From what I could understand reading some of the answers here, and reading some pdfs on matrix derivation, the general rule for scalar-to-matrix derivation is:
Let $g(X)=U$.
$$\frac{d}{d X}f(g(X))=\frac{d}{d X_{ij}}f(g(X)) = \sum_{k}\sum_l \frac{\partial}{\partial U_{kl}}f(U)\frac{\partial}{\partial X_{ij}}U_{kl}=Tr\left(\left(\frac{\partial}{\partial U}f(U)\right)^\intercal \frac{\partial}{\partial X_{ij}}U\right)$$
However, the differential notation is usually more used.

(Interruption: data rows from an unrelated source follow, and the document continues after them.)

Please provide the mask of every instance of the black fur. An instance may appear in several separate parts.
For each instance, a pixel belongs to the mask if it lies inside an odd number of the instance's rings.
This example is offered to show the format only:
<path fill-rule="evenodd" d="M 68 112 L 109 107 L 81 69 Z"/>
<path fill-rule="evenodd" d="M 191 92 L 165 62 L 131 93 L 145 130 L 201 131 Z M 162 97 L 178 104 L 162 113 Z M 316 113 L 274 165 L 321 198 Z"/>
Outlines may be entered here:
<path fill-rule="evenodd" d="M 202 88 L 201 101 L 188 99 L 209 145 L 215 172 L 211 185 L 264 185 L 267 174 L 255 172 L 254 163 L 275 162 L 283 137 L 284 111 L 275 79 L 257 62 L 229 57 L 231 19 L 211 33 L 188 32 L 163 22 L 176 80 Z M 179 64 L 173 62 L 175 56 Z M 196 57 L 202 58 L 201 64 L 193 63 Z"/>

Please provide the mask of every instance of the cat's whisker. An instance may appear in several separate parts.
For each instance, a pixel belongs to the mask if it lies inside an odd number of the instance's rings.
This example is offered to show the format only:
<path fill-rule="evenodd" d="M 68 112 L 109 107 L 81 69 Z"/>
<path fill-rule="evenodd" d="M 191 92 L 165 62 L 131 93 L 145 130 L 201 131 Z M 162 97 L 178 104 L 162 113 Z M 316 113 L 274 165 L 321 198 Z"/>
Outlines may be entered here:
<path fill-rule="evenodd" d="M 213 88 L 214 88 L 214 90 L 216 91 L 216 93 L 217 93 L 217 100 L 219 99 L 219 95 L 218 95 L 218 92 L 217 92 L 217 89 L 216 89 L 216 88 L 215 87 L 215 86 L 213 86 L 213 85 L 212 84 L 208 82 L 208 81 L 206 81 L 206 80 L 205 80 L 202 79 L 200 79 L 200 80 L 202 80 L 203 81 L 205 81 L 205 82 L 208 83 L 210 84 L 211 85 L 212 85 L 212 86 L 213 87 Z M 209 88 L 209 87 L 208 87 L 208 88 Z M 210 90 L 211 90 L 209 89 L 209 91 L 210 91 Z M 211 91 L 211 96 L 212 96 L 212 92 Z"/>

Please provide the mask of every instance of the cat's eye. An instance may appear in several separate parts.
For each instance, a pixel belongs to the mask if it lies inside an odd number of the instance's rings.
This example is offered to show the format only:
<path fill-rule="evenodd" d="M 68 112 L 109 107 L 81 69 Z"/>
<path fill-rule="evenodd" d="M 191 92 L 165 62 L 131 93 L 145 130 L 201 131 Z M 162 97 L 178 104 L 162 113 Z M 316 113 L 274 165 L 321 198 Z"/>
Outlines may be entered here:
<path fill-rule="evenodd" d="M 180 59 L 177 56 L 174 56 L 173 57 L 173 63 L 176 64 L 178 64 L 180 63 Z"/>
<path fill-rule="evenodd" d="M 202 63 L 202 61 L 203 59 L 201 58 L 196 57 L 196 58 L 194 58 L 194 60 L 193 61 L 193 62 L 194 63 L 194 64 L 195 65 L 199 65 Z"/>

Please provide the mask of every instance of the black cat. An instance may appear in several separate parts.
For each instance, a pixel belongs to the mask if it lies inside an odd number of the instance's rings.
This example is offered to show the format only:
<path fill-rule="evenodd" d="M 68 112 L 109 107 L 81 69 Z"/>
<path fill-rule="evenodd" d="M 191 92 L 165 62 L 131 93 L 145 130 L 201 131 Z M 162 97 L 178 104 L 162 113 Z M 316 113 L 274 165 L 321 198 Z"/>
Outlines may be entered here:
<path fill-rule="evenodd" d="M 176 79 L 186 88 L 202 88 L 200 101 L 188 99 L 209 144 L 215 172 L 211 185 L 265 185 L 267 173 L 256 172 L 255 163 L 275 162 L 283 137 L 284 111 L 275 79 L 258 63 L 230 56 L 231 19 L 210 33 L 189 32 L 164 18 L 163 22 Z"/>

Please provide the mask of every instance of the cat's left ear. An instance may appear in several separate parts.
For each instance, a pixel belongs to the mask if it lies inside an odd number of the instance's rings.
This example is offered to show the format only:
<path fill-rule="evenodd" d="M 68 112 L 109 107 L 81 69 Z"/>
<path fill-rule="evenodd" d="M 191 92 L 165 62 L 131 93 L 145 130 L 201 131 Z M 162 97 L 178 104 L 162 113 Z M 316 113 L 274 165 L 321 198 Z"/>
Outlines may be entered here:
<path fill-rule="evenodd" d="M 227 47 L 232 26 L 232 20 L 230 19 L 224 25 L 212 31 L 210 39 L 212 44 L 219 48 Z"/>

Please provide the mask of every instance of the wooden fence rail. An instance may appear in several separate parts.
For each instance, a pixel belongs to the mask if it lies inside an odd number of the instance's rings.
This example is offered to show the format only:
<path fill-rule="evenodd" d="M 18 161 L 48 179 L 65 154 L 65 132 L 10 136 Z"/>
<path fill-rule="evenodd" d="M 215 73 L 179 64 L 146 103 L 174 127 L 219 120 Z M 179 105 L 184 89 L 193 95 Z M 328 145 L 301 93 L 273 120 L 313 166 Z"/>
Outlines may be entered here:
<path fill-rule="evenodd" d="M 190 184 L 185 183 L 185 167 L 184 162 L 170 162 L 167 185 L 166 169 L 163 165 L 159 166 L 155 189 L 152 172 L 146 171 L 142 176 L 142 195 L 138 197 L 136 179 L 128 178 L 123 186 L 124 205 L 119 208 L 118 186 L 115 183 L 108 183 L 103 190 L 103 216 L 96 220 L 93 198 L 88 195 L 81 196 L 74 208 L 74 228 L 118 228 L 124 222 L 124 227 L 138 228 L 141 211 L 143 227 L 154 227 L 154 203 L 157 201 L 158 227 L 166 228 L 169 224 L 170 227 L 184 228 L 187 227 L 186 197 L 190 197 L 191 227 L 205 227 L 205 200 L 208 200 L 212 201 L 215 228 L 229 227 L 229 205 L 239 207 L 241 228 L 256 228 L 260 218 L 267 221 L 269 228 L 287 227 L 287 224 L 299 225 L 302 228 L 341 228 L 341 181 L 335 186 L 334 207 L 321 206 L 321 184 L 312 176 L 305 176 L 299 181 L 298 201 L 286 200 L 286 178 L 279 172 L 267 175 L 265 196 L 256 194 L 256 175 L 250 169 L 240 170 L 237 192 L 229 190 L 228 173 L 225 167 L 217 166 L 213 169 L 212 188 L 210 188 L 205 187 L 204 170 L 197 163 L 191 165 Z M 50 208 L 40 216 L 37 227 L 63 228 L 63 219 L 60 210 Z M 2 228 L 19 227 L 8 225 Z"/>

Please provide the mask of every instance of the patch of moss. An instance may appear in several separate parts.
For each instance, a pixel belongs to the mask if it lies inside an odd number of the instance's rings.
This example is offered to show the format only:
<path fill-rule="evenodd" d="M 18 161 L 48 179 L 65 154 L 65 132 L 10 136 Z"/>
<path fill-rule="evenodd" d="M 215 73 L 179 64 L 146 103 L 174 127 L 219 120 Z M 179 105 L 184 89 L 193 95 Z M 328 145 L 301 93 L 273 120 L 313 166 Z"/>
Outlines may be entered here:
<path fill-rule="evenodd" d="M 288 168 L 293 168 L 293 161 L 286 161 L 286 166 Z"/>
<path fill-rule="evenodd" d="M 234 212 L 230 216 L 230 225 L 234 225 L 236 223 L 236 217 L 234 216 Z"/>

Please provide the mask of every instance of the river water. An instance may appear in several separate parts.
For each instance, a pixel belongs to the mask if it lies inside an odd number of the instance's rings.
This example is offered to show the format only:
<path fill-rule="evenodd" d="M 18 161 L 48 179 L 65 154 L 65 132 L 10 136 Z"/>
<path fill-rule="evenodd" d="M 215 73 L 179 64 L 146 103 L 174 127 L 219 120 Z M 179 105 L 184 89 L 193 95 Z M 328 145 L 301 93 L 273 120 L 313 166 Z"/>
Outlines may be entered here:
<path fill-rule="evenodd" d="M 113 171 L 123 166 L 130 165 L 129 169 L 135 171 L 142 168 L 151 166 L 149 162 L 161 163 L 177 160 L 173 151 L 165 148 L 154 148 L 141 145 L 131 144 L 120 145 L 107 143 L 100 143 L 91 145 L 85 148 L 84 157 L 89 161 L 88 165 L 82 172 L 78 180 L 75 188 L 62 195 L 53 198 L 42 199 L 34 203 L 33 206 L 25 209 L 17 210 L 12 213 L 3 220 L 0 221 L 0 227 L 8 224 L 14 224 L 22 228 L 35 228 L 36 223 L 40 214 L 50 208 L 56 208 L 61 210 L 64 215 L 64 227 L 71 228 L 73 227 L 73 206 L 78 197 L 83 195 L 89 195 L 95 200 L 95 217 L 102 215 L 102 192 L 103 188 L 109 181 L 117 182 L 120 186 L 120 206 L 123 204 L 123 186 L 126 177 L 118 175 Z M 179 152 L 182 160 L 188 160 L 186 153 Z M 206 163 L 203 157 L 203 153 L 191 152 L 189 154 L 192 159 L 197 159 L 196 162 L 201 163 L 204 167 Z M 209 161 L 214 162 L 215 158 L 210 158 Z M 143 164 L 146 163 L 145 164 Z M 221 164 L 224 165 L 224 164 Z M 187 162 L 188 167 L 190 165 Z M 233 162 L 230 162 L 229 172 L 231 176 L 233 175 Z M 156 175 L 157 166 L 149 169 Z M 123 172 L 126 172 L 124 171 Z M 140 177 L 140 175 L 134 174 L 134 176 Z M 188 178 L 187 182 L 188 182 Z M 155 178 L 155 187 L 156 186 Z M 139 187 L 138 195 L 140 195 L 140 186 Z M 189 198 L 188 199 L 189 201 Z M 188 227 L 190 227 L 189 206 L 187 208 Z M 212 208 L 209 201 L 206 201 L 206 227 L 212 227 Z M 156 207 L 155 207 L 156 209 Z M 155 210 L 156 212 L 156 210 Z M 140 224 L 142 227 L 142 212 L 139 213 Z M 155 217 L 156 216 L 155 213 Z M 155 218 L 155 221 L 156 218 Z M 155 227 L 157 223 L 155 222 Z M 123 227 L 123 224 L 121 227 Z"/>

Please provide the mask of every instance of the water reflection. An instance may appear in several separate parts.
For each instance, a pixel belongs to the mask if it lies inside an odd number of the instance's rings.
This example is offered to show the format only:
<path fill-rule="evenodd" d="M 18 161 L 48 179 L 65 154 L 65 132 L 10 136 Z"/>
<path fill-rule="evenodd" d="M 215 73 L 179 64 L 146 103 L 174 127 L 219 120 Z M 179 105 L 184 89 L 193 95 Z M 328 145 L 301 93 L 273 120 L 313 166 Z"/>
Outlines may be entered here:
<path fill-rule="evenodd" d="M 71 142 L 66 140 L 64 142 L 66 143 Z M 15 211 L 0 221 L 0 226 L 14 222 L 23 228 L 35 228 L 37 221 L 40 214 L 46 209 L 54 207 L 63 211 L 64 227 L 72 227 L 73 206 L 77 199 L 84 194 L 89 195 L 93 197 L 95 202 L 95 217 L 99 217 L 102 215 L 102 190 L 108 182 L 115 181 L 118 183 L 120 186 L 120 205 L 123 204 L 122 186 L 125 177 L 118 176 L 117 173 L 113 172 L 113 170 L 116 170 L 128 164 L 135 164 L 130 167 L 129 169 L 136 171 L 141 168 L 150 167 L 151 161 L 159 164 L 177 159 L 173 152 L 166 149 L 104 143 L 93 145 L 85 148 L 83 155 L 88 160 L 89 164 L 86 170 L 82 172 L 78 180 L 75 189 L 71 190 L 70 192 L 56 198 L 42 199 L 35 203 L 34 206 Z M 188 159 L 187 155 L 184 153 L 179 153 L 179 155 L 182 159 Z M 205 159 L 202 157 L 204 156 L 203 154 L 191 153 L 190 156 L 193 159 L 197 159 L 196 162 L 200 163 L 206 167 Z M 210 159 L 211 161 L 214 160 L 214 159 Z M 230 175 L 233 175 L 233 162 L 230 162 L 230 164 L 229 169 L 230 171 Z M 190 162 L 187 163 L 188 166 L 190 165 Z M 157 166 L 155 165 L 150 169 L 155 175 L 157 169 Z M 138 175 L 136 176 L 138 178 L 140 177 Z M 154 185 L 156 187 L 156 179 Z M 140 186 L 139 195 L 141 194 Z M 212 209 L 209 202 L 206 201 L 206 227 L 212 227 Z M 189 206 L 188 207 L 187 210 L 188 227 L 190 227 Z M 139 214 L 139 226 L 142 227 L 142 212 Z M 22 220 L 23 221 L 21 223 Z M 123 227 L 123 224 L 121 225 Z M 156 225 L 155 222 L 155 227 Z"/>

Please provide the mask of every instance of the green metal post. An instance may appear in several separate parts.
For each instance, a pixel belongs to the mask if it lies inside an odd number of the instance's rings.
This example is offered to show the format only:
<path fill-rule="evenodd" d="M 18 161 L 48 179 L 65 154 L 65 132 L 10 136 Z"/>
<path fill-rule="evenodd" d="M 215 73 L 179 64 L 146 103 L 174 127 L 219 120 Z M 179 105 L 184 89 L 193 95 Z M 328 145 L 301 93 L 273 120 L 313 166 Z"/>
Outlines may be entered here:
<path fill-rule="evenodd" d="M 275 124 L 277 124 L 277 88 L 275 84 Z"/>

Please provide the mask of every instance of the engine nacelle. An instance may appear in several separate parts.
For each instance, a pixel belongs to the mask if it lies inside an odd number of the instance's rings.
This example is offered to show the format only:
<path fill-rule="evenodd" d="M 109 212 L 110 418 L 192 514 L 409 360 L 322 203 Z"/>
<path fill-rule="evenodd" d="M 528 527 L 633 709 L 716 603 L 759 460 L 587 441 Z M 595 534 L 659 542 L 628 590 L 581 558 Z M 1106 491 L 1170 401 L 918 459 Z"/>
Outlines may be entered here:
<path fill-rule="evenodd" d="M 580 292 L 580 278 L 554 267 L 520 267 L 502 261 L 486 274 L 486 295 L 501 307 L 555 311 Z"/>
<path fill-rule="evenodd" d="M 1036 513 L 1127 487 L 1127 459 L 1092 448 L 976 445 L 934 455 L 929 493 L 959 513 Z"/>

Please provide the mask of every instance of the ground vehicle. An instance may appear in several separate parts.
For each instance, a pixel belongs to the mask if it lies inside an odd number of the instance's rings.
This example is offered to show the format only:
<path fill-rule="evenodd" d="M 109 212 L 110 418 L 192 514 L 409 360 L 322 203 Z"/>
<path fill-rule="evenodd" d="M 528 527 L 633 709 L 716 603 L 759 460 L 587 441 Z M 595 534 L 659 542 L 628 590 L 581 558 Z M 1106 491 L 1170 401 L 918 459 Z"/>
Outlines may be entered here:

And the differential formula I've seen being used is if $$df=Tr\left(\left(A \right)^\intercal dX \right)$$ then $$\frac{d}{d X}f(g(X))=A$$
How does one reconcile both notations?
In the first case, you've simply written $$\eqalign{ \frac{\partial f}{\partial X} &= \frac{\partial f}{\partial U}:\frac{\partial U}{\partial X} \cr }$$ In the second case, you've stated the definition of the differential in terms of the gradient $$\eqalign{ df &= A:dX \cr &= \Big(\frac{\partial f}{\partial X}\Big):dX \cr &= \Big(\frac{\partial f}{\partial U}:\frac{\partial U}{\partial X}\Big):dX \cr }$$
I'm not sure what needs to be reconciled; the two cases are consistent with one another.
Note however that $\frac{\partial U}{\partial X}$ is a $4^{th}$ order tensor, which will be tricky to work with.
*[Instead of the functional notation ${\,\rm Tr}\big(A^T\,dX\big)\,$ I've used the product notation $\big(A:dX\big)$